Il tuo lavoro si muove tra astratto e figurativo. Cosa ti interessa esplorare in questo spazio di confine?
Il mio lavoro spazia tra astratto e figurativo perché sono attratta dalla tensione e dal dialogo che esistono in quello spazio intermedio. Mi interessa come le forme astratte possano evocare emozione o memoria senza fare affidamento a immagini riconoscibili, e come la figurazione possa essere frammentata o distorta per rivelare qualcosa di più psicologico o intuitivo. Questa zona di confine mi permette di esplorare la percezione, l’identità e i limiti del linguaggio visivo, quanto abbiamo bisogno di “vedere” per comprendere o provare sensazioni. Apre anche uno spazio per l’ambiguità, dove gli spettatori possono proiettare le proprie narrazioni ed esperienze.

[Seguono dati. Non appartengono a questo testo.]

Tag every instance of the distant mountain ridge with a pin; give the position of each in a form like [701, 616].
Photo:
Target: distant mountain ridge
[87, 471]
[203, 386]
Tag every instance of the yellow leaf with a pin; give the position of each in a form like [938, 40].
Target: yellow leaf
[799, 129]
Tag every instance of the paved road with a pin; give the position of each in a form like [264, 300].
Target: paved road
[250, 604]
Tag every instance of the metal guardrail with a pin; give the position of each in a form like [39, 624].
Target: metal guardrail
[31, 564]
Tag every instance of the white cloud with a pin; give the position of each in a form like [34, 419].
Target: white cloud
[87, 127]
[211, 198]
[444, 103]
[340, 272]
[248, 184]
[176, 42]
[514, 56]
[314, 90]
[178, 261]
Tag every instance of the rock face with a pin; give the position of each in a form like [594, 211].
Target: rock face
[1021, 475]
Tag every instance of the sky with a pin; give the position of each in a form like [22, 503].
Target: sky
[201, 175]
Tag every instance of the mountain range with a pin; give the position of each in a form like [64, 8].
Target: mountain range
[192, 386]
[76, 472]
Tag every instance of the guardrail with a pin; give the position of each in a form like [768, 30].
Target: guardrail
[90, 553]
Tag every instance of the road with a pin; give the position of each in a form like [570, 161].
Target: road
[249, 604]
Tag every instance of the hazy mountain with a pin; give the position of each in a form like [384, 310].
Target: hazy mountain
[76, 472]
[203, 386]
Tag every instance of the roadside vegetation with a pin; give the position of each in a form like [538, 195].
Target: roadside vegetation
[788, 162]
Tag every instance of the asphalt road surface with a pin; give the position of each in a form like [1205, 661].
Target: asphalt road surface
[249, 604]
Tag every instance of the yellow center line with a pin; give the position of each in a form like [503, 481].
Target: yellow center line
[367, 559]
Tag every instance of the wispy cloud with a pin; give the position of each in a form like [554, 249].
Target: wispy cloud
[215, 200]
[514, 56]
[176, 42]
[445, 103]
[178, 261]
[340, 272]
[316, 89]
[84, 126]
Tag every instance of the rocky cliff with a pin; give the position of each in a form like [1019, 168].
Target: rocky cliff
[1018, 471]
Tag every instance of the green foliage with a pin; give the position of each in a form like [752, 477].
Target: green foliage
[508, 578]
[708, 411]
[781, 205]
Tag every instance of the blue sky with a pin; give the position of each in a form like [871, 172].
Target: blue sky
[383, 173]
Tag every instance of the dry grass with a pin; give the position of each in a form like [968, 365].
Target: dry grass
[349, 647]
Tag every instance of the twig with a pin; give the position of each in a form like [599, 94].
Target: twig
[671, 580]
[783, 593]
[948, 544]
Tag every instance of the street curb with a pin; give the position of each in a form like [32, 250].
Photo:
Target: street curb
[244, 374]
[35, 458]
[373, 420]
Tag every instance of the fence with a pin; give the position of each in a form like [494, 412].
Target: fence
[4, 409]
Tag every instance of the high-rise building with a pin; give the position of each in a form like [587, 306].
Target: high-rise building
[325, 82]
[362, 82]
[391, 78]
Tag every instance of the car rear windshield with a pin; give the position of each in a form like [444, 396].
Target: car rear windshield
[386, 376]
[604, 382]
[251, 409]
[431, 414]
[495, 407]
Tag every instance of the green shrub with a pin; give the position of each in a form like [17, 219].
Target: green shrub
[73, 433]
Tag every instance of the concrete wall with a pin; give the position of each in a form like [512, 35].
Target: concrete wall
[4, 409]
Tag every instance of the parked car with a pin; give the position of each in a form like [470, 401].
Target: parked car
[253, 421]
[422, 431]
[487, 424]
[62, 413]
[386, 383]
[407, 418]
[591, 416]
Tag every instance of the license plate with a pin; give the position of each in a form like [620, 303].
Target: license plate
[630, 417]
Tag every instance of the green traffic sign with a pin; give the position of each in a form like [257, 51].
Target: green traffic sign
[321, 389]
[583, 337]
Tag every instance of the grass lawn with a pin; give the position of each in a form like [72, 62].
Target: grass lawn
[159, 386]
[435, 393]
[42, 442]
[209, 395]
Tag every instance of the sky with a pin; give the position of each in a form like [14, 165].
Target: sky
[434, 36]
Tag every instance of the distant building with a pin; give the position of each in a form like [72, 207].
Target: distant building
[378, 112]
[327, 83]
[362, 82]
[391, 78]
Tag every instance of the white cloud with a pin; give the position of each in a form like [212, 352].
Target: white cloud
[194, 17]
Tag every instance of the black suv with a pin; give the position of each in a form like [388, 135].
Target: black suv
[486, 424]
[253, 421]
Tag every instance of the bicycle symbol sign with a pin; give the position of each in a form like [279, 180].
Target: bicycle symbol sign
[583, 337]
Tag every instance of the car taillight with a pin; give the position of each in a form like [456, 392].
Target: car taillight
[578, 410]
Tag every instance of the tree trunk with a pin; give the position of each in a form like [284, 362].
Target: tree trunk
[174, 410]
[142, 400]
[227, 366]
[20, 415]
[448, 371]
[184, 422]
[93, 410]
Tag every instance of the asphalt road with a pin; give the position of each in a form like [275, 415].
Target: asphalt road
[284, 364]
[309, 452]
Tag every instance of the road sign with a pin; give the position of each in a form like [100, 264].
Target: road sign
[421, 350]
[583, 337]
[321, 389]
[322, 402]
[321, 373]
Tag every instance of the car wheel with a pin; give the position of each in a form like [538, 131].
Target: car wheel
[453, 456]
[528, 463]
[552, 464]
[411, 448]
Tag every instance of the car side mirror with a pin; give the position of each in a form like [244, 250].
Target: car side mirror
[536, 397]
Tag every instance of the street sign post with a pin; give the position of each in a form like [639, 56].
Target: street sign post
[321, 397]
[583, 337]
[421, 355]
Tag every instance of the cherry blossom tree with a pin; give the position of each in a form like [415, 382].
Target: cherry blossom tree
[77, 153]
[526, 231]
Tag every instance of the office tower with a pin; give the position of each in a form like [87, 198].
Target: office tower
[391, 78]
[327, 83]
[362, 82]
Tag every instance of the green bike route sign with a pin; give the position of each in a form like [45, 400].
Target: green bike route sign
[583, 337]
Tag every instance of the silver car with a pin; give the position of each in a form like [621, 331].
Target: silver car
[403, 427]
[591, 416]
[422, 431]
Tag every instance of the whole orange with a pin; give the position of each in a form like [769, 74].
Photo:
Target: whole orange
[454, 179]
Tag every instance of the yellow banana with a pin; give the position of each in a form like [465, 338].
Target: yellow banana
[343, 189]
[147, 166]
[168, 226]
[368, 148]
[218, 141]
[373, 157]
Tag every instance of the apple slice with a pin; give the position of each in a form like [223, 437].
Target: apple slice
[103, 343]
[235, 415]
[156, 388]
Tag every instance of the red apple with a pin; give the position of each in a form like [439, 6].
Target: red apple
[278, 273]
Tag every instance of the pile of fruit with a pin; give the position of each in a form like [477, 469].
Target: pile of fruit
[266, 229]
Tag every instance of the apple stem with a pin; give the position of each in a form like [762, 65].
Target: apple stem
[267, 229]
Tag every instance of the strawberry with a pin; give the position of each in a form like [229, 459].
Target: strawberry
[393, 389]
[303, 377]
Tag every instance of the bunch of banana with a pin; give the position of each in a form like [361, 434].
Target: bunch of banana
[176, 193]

Texture, pigmenti, materiali di recupero: il tuo metodo ha un’impronta quasi scultorea. Come si struttura la superficie nei tuoi dipinti?
Il mio approccio nella creazione della superficie di un dipinto è profondamente tattile e stratificato, quasi scultoreo per natura. Inizio a creare strati sin dall’inizio del processo—che sono sempre più presenti nel mio lavoro—e questi strati sono in continua evoluzione, plasmati dal momento e dall’energia che sto vivendo. È un processo dinamico radicato nell’esperimentazione; vedo ogni dipinto come un viaggio di scoperta. Lavoro con una varietà di materiali – olio, acrilico, pigmento, inchiostro – creando texture grezze e contrasti tra questi elementi. Ogni materiale porta con sé un carattere unico, contribuendo alla profondità e vivacità dell’opera. Incorporo questi elementi in strati spessi, a volte raschiando o rielaborando le superfici per rivelare tracce nascoste. A mio parere, la tela diventa quasi come un sito archeologico, dove la fisicità dei materiali e l’emozione del momento si convergono per formare una superficie riccamente testurizzata ed espressiva.

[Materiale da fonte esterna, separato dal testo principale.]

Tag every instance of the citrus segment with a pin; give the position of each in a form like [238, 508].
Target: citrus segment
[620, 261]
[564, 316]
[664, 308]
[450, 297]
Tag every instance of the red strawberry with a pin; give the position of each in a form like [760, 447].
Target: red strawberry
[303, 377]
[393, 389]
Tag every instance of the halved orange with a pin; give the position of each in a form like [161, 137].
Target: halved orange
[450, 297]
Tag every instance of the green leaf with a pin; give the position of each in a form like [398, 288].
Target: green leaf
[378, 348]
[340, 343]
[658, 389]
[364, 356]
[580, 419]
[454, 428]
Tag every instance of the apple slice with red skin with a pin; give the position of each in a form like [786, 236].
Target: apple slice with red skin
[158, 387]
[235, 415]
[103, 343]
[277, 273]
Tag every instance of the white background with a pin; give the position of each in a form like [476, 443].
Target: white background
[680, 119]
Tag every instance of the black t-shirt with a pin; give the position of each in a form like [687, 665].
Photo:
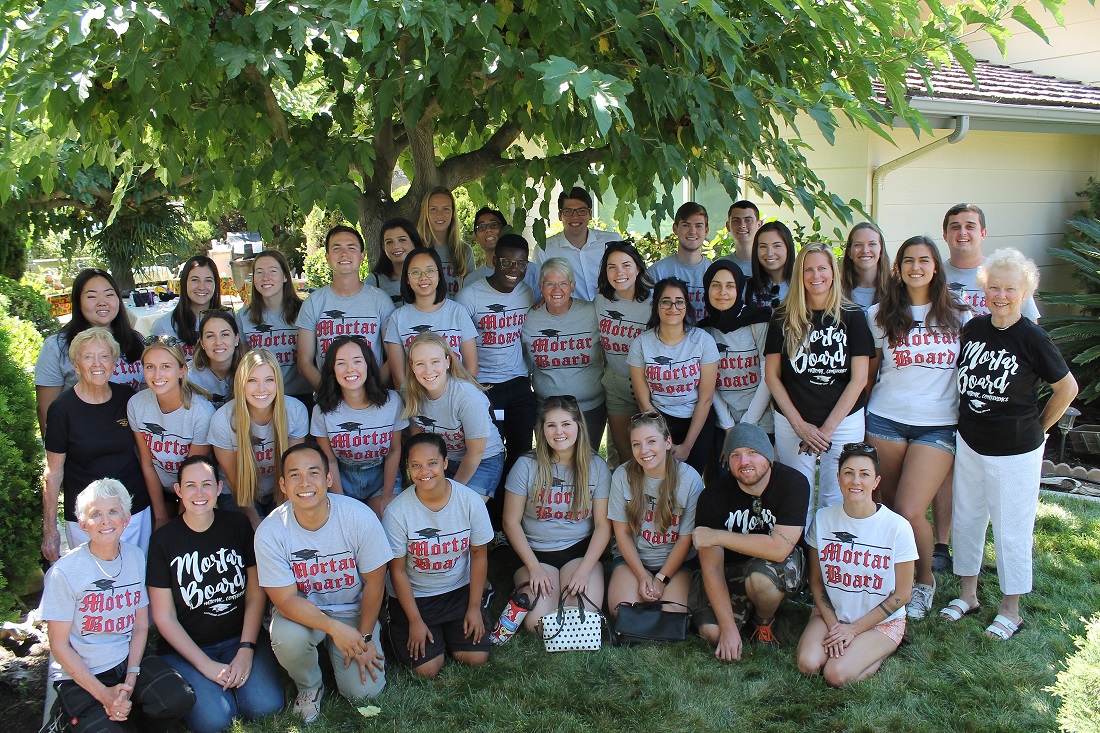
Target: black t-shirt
[206, 572]
[999, 376]
[817, 376]
[723, 505]
[97, 442]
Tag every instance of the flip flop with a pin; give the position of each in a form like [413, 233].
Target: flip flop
[1005, 631]
[957, 609]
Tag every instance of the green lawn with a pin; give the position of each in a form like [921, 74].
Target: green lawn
[948, 678]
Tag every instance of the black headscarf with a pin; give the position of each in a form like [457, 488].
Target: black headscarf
[740, 314]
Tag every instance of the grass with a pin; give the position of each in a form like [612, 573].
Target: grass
[948, 678]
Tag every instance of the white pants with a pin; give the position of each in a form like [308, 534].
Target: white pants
[850, 429]
[1004, 489]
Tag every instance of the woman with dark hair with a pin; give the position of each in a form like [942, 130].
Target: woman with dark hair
[199, 291]
[220, 351]
[913, 408]
[772, 264]
[398, 238]
[673, 370]
[865, 266]
[623, 308]
[96, 302]
[427, 308]
[358, 424]
[270, 319]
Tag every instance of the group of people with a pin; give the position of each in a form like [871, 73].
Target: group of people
[230, 460]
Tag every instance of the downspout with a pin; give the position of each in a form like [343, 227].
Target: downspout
[879, 177]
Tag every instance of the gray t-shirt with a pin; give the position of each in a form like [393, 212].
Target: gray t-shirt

Che ruolo gioca l’ambiente, fisico ed emotivo, nel tuo processo creativo?
L’ambiente circostante, sia fisico che emotivo, è centrale nel mio processo creativo. Non li separo; sono costantemente in dialogo, plasmando il ritmo e il tono di ogni opera. L’energia di uno spazio – la luce, l’aria, le texture intorno a me – influenza spesso la mia palette, i miei gesti, persino il ritmo con cui lavoro. Ma, altrettanto forte, il mio mondo interiore gioca un ruolo importante. I miei pensieri, ricordi, stati d’animo e correnti emotive alimentano tutte le scelte che faccio sulla tela. Rispondo in modo intuitivo a ciò che accade sia intorno che dentro di me, e questa capacità di risposta diventa la base del lavoro. Le mie opere non sono una riflessione dell’ambiente in senso letterale, ma un’impronta emotiva, un’atmosfera catturata attraverso i materiali, il colore e il movimento. In questo modo, cerco di realizzare ogni dipinto come una testimonianza di presenza, di essere pienamente immersi in un particolare momento, con tutti i suoi strati, contraddizioni e complessità. Non si tratta tanto di catturare un’immagine fissa, quanto di tradurre un’esperienza in forma.

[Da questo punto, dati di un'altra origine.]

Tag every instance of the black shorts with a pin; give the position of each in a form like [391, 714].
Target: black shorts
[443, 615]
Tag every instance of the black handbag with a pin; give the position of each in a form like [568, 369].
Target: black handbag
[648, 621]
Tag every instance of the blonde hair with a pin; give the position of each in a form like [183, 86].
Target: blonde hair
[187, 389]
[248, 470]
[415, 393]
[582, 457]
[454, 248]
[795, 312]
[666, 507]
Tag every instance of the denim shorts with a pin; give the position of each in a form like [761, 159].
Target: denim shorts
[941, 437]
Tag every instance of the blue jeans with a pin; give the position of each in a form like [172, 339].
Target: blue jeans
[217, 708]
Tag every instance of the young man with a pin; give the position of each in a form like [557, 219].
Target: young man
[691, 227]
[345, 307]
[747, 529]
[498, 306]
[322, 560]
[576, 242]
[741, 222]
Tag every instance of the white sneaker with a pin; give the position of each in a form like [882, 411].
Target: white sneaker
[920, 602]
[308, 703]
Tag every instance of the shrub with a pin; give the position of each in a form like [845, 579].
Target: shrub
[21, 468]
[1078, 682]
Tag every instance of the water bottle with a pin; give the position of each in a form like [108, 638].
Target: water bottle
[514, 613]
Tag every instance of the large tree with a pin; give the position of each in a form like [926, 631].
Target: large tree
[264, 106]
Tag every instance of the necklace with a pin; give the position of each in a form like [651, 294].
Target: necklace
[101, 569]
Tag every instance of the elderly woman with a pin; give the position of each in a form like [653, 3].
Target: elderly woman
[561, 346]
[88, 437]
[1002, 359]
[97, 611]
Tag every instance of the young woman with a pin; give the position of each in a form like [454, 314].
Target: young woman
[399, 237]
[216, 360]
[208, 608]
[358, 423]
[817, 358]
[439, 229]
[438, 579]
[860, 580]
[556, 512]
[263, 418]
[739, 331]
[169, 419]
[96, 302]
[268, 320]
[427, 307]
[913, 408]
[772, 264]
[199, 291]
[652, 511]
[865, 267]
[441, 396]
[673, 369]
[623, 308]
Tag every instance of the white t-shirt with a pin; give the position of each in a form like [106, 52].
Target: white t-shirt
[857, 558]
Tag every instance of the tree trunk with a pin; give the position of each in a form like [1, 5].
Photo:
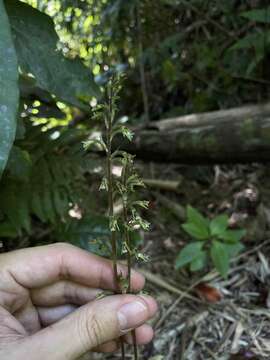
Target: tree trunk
[228, 136]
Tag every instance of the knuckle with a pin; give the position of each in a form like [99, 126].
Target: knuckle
[63, 246]
[91, 330]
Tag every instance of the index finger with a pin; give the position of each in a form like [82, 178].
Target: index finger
[44, 265]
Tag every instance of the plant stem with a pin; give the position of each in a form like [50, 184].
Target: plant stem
[111, 188]
[129, 257]
[109, 127]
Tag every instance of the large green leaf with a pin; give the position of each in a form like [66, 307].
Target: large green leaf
[220, 257]
[36, 44]
[9, 91]
[219, 224]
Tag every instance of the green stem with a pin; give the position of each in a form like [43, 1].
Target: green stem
[110, 190]
[110, 120]
[129, 259]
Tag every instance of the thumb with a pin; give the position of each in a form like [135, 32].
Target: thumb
[90, 326]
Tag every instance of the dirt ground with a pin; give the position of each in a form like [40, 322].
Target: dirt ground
[203, 316]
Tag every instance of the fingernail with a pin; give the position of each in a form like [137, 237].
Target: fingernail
[132, 315]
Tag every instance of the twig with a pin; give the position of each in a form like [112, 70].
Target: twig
[156, 280]
[196, 319]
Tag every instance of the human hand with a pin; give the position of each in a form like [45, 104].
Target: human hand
[48, 306]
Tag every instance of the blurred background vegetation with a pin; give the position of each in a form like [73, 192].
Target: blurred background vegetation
[179, 57]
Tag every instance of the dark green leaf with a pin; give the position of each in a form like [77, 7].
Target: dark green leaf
[199, 262]
[19, 164]
[188, 254]
[234, 249]
[9, 89]
[232, 236]
[220, 257]
[258, 15]
[14, 204]
[253, 40]
[219, 224]
[36, 44]
[7, 230]
[196, 218]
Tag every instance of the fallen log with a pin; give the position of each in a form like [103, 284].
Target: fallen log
[237, 135]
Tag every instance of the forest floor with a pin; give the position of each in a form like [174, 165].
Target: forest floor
[202, 316]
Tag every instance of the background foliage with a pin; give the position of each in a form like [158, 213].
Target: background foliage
[179, 56]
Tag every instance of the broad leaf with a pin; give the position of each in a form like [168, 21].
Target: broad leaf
[195, 217]
[36, 44]
[232, 236]
[9, 90]
[188, 254]
[195, 231]
[234, 249]
[14, 204]
[220, 257]
[199, 262]
[258, 15]
[219, 224]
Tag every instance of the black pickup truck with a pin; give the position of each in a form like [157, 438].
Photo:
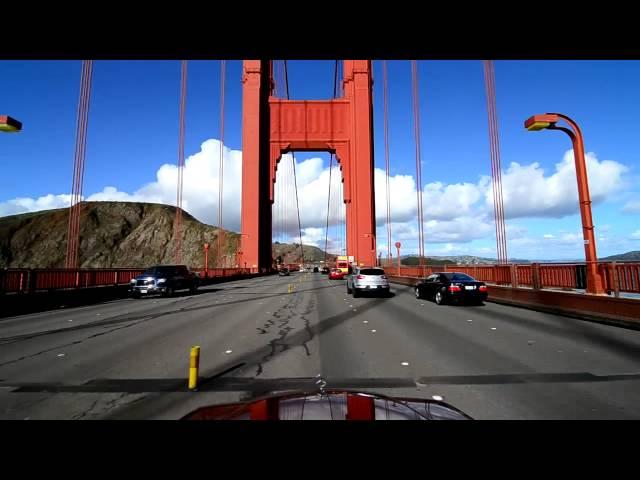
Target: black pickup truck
[164, 280]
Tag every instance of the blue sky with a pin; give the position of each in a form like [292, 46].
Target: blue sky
[133, 130]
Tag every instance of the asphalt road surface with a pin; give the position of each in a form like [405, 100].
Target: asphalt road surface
[128, 359]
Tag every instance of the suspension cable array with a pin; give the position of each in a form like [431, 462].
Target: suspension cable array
[221, 165]
[496, 168]
[295, 181]
[73, 229]
[416, 123]
[386, 154]
[177, 225]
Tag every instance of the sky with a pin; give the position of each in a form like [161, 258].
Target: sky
[133, 139]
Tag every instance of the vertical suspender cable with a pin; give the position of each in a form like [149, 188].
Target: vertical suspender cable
[177, 230]
[73, 230]
[386, 154]
[496, 169]
[416, 114]
[221, 164]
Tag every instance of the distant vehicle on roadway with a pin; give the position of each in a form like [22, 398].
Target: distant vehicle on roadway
[164, 280]
[336, 274]
[367, 280]
[451, 287]
[342, 263]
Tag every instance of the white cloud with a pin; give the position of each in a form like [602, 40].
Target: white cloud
[453, 213]
[527, 192]
[632, 206]
[24, 204]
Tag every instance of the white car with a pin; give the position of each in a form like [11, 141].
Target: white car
[367, 280]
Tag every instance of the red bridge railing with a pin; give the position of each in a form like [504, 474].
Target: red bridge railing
[617, 277]
[31, 280]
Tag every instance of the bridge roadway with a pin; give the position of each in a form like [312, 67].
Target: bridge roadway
[128, 359]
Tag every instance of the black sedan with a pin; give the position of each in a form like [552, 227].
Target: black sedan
[451, 287]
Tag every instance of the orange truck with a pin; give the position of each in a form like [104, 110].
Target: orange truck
[342, 263]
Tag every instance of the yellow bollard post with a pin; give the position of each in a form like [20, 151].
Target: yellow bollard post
[194, 365]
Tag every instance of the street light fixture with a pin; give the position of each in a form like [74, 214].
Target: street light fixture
[9, 124]
[548, 121]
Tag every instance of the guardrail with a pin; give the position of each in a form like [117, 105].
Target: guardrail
[19, 280]
[617, 277]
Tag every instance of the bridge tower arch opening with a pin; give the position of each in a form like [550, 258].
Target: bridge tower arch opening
[273, 126]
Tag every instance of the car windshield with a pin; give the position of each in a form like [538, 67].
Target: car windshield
[372, 271]
[459, 277]
[159, 271]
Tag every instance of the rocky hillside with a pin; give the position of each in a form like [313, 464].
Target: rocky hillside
[118, 234]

Nilufer Yildirim tra Istanbul, New York e Milano

Hai vissuto a Istanbul, New York e ora Milano. Come si riflette tutto questo nel tuo linguaggio visivo?
Tutti scelgono, consapevolmente o meno, i luoghi che li plasmano. Per me, essere in posti diversi non riguardava solo l’aspetto geografico, ma era un modo per crescere, mettermi alla prova e arricchire il mio mondo. Quel percorso mi ha dato un senso di indipendenza, e cerco di canalizzare quella libertà nel mio lavoro. Credo che vivere tra Istanbul, New York e Milano abbia profondamente influenzato il mio linguaggio visivo. Ogni città ha lasciato la sua impronta: Istanbul con i suoi contrasti, tra tradizione e modernità, Oriente e Occidente. New York con la sua energia, audacia e un apprezzamento per la sperimentazione e il rischio. Milano, con la sua elegante tranquillità e le sue stratificazioni di storia, porta riflessione e una profondità diversa. Il linguaggio visivo che ho sviluppato è una sorta di sintesi, una risposta stratificata e in evoluzione alle atmosfere emotive e culturali che ho assorbito in ogni luogo.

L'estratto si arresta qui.